2 cucchiaini di lievito per dolci (10 grammi)

un pizzico di sale

Aggiunte a piacere:

un pizzico di cannella

70 grammi di noci spezzettate.

– accendete il forno a 180 gradi e ricoprite una teglia da plumcake 20X10 con la carta forno  (RICORDATE: ungete con del burro sciolto sia la teglia sia la carta e fate sporgere la carta di un paio di centimetri oltre il bordo della teglia così da evitare che l’impasto strabordi);

– schiacciate grossolanamente le banane;

-mischiate in una zuppiera lo yogurt, le banane e il bicarbonato;

– in una seconda zuppiera mischiate l’olio, lo zucchero, le uova e la vaniglia;

– in una terza zuppiera mettete tutte le polveri setacciate: le due farine, il lievito e il sale;

– mettete il contenuto della prima zuppiera (banane, yogurt e bicarbonato) nella seconda e mescolate con una frusta a mano (PER QUESTA RICETTA NON USATE ASSOLUTAMENTE MIXER ELETTRICI O ALTRI APPARECCHI). Amalgamate senza montare: un mantra per quasi tutta la pasticceria americana;

– mettete l’impasto appena mescolato nella terza zuppiera con le polveri e continuate a mescolare (senza montare, of course).

L’impasto risulta liquido e granuloso? Perfetto, ci siete!

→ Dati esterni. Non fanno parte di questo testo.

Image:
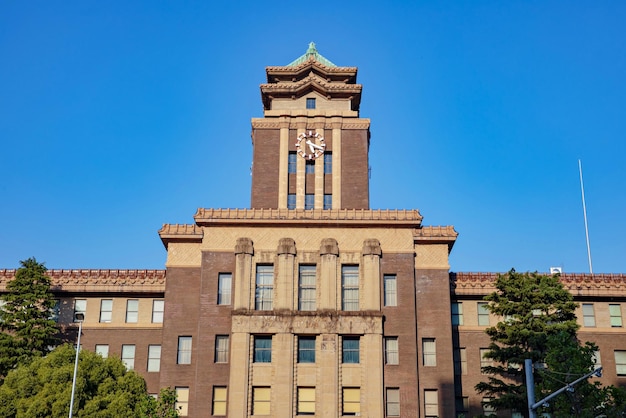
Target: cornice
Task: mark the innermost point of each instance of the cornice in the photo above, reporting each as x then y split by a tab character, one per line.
91	280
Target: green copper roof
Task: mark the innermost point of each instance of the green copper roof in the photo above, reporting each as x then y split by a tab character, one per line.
311	52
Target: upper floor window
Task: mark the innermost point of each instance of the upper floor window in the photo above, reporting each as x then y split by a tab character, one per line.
307	292
132	310
350	288
264	288
224	285
391	292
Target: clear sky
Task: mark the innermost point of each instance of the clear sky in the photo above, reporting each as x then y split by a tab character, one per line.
119	116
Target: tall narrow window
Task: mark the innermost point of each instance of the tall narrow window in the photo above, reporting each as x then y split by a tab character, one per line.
157	311
80	307
224	285
429	352
106	310
391	290
306	349
263	349
589	317
184	350
431	403
221	348
261	400
154	358
306	401
615	311
350	350
182	400
103	350
128	356
264	288
132	310
350	288
392	402
457	313
483	314
391	350
219	400
307	288
351	401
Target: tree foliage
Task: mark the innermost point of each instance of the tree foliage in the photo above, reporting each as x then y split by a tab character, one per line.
104	388
27	316
538	322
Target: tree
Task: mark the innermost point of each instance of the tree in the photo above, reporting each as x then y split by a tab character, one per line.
104	388
539	323
27	316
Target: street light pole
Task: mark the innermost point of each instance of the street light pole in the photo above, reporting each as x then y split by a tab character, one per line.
80	317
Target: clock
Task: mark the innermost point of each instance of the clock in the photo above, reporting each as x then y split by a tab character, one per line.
310	145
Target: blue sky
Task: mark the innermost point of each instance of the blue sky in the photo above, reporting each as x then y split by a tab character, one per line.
117	117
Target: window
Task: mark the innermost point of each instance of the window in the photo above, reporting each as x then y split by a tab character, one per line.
103	350
157	311
261	397
431	403
620	362
391	350
132	310
263	349
328	201
80	306
350	350
128	356
483	314
182	400
264	288
292	162
221	348
291	201
219	400
391	290
392	404
328	162
429	352
460	361
457	313
351	401
615	311
306	401
309	199
589	317
184	350
106	310
224	286
154	358
350	288
307	277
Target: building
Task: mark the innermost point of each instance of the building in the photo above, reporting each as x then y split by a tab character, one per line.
310	303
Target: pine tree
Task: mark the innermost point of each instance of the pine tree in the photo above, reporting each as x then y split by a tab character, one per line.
26	316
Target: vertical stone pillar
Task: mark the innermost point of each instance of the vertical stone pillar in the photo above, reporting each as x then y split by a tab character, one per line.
283	287
327	290
370	294
244	280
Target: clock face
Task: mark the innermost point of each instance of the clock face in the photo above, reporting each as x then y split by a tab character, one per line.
310	145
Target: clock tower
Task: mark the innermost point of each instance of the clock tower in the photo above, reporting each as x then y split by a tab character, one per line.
310	148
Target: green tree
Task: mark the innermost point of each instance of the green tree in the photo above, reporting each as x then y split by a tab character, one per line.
538	322
27	316
104	388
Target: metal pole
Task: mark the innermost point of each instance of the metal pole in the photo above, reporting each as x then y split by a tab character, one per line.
80	329
530	387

Mettete la teglia in forno  (non sbattete la teglia per livellare il composto. Se proprio volete usate una spatola)  per 45-55 minuti: ogni forno ha la sua “personalità e pertanto non esistono tempi universali ma solo dei “range” che variano appunto da forno a forno. Vale, dopo 45 minuti, la prova stecchino: se lo inserite ed esce asciutto il pane é pronto. Lasciatelo intiepidire per 10 minuti e poi sformatelo così potrà freddare completamente. Banana bread si conserva a temperatura ambiente 4-5 giorni ma con questo caldo consiglio la permanenza in frigo e poi a temperatura ambiente già affettato per essere divorato. Come servirlo? Tostato pochi secondi per parte e poi un cucchiaino di miele sopra: croccante fuori e morbidissimo dentro. Ma, solo io sento il profumo?

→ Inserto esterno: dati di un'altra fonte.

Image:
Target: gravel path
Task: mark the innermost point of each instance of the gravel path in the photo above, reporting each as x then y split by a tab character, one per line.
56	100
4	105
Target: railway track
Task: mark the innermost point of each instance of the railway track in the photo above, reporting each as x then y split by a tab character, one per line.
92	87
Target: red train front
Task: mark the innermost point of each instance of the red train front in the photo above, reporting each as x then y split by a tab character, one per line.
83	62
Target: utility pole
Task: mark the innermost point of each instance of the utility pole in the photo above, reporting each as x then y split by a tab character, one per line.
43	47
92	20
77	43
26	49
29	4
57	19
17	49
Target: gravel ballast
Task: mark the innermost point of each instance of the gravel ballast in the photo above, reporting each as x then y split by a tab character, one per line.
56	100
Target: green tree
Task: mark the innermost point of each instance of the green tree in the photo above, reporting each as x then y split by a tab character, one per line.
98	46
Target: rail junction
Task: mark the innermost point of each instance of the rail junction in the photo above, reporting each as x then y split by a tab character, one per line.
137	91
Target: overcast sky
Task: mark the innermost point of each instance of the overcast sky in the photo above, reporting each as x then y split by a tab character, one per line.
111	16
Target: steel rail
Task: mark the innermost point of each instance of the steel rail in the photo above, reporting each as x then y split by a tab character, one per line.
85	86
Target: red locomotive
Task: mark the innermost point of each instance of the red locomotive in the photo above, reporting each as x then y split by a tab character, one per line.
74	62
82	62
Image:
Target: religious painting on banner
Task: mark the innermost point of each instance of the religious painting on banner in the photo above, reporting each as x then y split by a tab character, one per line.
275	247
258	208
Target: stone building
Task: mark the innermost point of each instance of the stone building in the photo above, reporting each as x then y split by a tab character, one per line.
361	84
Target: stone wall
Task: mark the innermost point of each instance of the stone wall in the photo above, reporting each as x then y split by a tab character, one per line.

Consiglio: quando fate del pane come appunto il banana bread o altri che vi farò “annusare” mettete sempre una parte di farina manitoba: ha una percentuale più alta di glutine rispetto alla 00 e dà “spinta” al dolce ma senza esagerare. Sempre un po’ di manitoba con una parte di farina 00;

dritta: la “dritta” per questo dolce é di mettere il forno da statico a ventilato per gli ultimi 15 minuti della cottura! Tutta la cottura con il forno ventilato lo asciugherebbe troppo mentre banana bread deve essere morbido e leggermente umido all’interno.